In Java, synchronization is the process of coordinating the execution of multiple threads to ensure that they don’t interfere with each other. When two or more threads access shared data or resources concurrently, they can produce unexpected results due to race conditions and other concurrency issues. Synchronization allows us to avoid these problems by ensuring that only one thread can access a shared resource at a time.
In Java, we can synchronize code blocks or methods using the synchronized keyword. When a method or block is synchronized, only one thread can execute it at a time, and all other threads are blocked until the lock is released.
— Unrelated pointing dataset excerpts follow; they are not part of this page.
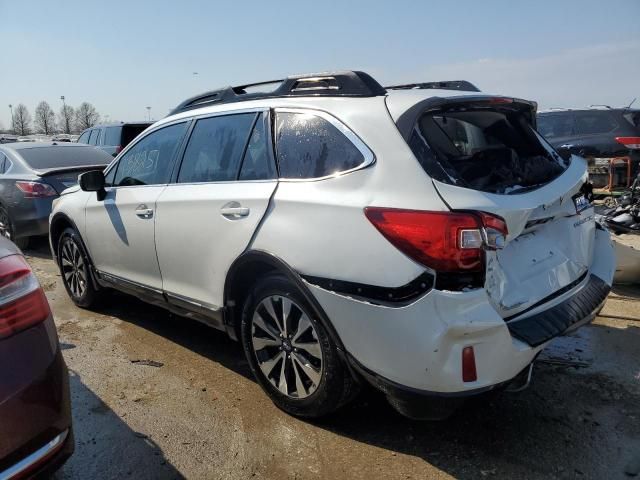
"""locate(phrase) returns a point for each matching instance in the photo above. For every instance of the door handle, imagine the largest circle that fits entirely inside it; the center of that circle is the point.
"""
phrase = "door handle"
(233, 211)
(144, 212)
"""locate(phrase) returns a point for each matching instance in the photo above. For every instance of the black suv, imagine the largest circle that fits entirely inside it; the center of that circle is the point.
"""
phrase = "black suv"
(113, 137)
(608, 137)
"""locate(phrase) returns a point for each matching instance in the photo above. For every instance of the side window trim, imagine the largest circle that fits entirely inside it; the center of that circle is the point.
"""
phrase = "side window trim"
(194, 121)
(367, 153)
(116, 161)
(246, 145)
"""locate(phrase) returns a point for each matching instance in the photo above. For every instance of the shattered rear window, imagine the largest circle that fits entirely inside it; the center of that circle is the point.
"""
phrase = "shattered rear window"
(490, 150)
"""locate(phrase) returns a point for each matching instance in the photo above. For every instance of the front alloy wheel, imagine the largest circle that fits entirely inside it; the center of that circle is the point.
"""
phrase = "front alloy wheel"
(75, 270)
(286, 346)
(73, 267)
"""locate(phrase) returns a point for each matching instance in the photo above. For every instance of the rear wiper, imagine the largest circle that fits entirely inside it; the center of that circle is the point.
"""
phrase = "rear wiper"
(524, 189)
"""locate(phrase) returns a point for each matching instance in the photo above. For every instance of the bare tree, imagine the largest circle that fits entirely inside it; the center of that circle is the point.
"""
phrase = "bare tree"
(22, 120)
(86, 116)
(45, 118)
(65, 119)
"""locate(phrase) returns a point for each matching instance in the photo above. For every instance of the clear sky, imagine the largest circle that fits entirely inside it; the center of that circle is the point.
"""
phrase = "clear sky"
(125, 55)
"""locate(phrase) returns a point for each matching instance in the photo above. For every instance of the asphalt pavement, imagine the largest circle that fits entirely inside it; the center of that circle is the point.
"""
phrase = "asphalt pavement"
(156, 396)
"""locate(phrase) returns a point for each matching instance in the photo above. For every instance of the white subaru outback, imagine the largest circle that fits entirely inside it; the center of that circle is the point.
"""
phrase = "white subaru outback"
(424, 238)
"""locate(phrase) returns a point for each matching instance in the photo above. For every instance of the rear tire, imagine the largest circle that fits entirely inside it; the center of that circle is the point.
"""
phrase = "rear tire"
(75, 270)
(292, 356)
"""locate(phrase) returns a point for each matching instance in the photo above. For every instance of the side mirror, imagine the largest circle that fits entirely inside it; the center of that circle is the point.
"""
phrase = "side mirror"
(93, 181)
(565, 151)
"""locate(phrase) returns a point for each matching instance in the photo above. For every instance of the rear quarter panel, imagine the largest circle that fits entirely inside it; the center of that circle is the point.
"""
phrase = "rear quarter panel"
(319, 227)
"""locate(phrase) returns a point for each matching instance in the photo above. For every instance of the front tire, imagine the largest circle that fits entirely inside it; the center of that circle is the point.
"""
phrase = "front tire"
(75, 269)
(290, 353)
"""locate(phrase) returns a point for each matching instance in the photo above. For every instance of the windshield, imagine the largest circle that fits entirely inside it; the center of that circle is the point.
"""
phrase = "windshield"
(490, 150)
(63, 156)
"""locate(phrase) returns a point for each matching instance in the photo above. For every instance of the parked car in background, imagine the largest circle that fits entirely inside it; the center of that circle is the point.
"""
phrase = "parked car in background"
(608, 137)
(31, 176)
(422, 237)
(36, 434)
(113, 137)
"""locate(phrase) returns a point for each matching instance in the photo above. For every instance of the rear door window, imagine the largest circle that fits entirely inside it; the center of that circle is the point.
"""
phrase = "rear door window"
(591, 123)
(257, 163)
(215, 148)
(112, 136)
(309, 146)
(131, 131)
(149, 161)
(84, 138)
(93, 138)
(556, 125)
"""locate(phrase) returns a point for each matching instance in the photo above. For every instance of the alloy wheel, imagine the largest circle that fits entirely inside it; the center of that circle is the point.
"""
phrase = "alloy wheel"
(73, 268)
(286, 346)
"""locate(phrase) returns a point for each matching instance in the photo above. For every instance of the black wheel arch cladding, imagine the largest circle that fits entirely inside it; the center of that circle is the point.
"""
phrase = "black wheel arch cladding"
(240, 279)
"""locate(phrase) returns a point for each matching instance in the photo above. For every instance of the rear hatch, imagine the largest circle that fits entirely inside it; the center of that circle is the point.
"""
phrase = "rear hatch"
(483, 154)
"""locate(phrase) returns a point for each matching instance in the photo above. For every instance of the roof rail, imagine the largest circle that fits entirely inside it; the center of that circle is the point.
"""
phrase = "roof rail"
(461, 85)
(334, 84)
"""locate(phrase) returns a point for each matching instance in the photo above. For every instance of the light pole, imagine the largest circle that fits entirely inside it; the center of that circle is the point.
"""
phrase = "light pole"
(13, 125)
(67, 127)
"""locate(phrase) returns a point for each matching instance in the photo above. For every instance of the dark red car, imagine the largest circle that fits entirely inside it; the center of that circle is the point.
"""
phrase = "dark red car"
(36, 435)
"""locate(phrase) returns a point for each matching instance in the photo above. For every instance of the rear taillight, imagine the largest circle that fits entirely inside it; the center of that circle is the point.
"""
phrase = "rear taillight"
(632, 143)
(443, 241)
(36, 189)
(22, 301)
(469, 373)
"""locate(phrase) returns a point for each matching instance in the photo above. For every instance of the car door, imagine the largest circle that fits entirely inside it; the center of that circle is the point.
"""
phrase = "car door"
(207, 217)
(120, 228)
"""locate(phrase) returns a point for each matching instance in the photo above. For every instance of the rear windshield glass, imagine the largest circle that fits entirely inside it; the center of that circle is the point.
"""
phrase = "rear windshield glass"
(591, 123)
(555, 125)
(489, 150)
(60, 156)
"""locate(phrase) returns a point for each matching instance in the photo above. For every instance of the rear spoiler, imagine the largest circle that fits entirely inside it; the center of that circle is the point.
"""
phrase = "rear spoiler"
(85, 168)
(407, 121)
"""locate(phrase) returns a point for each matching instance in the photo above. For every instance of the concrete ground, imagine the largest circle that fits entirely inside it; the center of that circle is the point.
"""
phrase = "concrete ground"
(201, 415)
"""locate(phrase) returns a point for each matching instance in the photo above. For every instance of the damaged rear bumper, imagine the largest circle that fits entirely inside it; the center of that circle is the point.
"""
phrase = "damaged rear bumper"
(579, 309)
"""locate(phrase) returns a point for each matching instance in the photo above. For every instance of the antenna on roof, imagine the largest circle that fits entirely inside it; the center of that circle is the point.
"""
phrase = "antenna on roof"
(461, 85)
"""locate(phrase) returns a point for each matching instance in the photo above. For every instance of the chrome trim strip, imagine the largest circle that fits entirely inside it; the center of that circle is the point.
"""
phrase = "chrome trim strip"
(369, 157)
(193, 302)
(116, 279)
(35, 457)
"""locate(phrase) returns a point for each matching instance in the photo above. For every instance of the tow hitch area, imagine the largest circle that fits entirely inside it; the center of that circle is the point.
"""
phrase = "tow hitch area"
(521, 381)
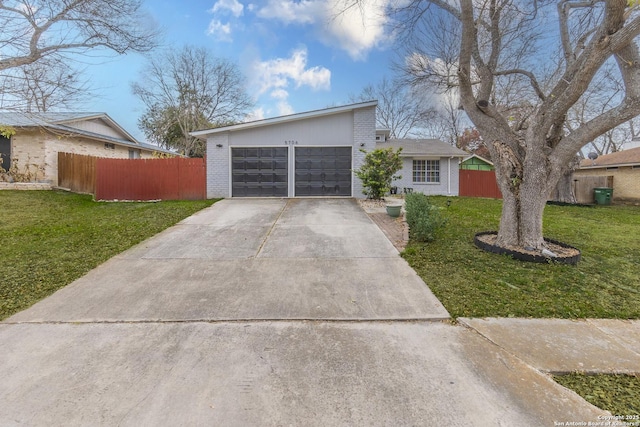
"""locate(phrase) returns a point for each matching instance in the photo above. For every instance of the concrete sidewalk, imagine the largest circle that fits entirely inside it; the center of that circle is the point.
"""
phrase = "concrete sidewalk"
(561, 346)
(264, 312)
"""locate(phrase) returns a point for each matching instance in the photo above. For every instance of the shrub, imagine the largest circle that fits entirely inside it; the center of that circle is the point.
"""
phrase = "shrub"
(379, 169)
(424, 219)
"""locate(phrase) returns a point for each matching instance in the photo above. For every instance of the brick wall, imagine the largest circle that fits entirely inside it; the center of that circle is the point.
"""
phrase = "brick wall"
(626, 181)
(449, 184)
(41, 148)
(218, 166)
(364, 132)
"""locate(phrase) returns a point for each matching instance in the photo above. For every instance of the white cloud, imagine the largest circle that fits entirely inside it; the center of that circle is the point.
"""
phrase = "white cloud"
(279, 94)
(281, 72)
(284, 109)
(356, 30)
(289, 11)
(220, 31)
(276, 77)
(257, 114)
(232, 6)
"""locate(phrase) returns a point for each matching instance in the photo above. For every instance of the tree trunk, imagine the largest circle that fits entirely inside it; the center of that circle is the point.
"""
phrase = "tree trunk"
(525, 187)
(522, 208)
(565, 191)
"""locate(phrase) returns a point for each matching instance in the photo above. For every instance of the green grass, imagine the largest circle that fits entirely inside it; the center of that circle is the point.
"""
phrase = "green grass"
(618, 394)
(51, 238)
(473, 283)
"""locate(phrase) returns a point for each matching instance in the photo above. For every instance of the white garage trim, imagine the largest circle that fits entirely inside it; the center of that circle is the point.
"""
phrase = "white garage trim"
(351, 126)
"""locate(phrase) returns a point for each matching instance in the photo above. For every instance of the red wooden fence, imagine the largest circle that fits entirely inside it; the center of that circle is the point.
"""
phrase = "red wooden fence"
(150, 179)
(77, 172)
(479, 184)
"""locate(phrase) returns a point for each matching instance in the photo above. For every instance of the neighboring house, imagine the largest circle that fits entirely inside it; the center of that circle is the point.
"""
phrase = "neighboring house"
(39, 137)
(476, 163)
(623, 166)
(429, 166)
(300, 155)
Here’s an example of synchronizing a method:
public class Counter {
private int count;
public synchronized void increment() {
count++;
}
public synchronized void decrement() {
count--;
}
public synchronized int getCount() {
return count;
}
}
In this example, we have a Counter class that has three methods: increment, decrement, and getCount. Each of these methods is synchronized using the synchronized keyword, which ensures that only one thread can execute them at a time. This prevents race conditions and other concurrency issues that could arise if multiple threads tried to modify or access the count variable concurrently.
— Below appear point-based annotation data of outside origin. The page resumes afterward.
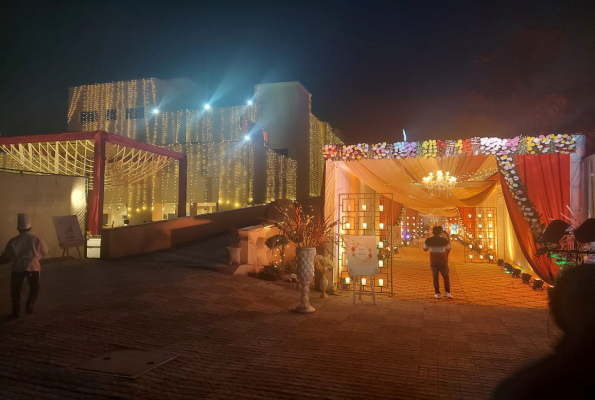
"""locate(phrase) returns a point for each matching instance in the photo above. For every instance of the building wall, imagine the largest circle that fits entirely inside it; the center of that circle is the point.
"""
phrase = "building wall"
(110, 105)
(145, 238)
(285, 110)
(221, 176)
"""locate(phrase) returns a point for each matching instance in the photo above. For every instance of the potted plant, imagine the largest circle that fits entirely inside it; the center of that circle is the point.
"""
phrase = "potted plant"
(307, 232)
(278, 241)
(234, 249)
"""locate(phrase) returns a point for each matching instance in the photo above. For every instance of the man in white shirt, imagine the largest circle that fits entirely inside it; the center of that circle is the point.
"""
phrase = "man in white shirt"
(24, 252)
(439, 248)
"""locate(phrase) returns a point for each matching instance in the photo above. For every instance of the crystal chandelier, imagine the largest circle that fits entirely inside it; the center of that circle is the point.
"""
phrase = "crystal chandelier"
(438, 183)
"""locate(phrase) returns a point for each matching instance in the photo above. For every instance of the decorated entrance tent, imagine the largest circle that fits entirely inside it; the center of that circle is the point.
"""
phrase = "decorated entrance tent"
(108, 160)
(530, 180)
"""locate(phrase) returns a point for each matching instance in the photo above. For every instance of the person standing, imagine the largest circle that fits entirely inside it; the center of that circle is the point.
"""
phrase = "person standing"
(24, 252)
(439, 248)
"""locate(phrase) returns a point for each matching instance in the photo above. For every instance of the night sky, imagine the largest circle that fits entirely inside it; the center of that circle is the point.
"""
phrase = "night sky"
(373, 67)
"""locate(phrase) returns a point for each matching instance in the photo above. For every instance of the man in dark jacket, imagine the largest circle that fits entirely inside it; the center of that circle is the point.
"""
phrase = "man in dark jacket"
(568, 372)
(439, 248)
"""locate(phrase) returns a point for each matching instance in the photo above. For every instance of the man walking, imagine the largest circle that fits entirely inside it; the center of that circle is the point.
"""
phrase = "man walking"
(24, 251)
(439, 248)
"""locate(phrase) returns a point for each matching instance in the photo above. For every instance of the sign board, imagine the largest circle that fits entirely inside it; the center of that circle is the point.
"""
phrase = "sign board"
(362, 256)
(68, 231)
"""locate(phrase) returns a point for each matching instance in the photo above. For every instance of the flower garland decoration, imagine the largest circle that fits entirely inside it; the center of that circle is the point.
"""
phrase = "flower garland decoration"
(405, 149)
(428, 149)
(355, 151)
(382, 151)
(543, 144)
(518, 190)
(329, 151)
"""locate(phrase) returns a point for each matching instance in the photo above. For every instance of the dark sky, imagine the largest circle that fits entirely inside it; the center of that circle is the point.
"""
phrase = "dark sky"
(373, 67)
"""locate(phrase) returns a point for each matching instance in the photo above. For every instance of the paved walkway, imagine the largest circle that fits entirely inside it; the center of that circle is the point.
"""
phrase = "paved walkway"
(237, 338)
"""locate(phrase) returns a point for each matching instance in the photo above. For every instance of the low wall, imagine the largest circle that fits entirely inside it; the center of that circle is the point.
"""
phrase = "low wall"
(161, 235)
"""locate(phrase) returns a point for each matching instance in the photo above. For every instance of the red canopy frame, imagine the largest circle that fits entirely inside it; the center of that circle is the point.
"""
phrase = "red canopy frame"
(100, 139)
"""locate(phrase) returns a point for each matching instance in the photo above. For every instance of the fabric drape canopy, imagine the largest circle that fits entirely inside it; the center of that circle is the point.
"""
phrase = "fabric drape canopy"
(399, 177)
(547, 179)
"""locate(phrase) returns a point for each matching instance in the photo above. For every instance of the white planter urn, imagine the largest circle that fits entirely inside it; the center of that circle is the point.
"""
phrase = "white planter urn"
(305, 272)
(233, 254)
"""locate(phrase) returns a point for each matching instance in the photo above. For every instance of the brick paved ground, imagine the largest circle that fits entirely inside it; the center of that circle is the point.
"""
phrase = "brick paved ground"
(237, 338)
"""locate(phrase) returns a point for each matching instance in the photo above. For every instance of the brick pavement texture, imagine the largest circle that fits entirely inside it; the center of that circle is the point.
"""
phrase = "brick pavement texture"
(238, 339)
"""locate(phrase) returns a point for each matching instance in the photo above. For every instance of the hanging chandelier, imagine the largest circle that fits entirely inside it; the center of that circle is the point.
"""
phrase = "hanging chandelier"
(439, 183)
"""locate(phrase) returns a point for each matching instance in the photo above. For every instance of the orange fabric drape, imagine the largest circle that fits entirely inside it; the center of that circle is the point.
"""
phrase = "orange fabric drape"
(547, 178)
(389, 216)
(468, 221)
(401, 177)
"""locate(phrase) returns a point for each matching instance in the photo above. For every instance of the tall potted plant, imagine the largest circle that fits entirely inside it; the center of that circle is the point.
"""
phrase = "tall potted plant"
(234, 249)
(307, 232)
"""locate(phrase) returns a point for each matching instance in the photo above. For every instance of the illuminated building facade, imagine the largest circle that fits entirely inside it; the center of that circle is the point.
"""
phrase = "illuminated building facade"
(225, 169)
(285, 109)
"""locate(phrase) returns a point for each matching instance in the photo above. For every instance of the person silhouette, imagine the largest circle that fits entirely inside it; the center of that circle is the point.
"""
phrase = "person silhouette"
(568, 372)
Another way to synchronize code in Java is to use the Lock and Condition interfaces. These interfaces provide a more fine-grained way to control access to shared resources and allow for more flexibility in the way that threads are synchronized. Here’s an example of using Lock and Condition:
import java.util.concurrent.locks.*;
public class Buffer {
private Lock lock;
private Condition condition;
private int[] buffer;
private int count;
public Buffer(int size) {
lock = new ReentrantLock();
condition = lock.newCondition();
buffer = new int[size];
count = 0;
}
public void put(int value) throws InterruptedException {
lock.lock();
try {
while (count == buffer.length) {
condition.await();
}
buffer[count] = value;
count++;
condition.signalAll();
} finally {
lock.unlock();
}
}
public int take() throws InterruptedException {
lock.lock();
try {
while (count == 0) {
condition.await();
}
int value = buffer[count - 1];
count--;
condition.signalAll();
return value;
} finally {
lock.unlock();
}
}
}
In this example, we have a Buffer class that represents a shared buffer that can be used to exchange data between threads. The put and take methods are used to add and remove values from the buffer, respectively. These methods are synchronized using the Lock and Condition interfaces, which allow for more fine-grained control over the synchronization process.
Synchronization is an important concept in Java and is essential for developing concurrent applications that work correctly and efficiently. By understanding the principles of synchronization and how to use the synchronization mechanisms provided by Java, you can write more robust and reliable code that can take advantage of the benefits of concurrency.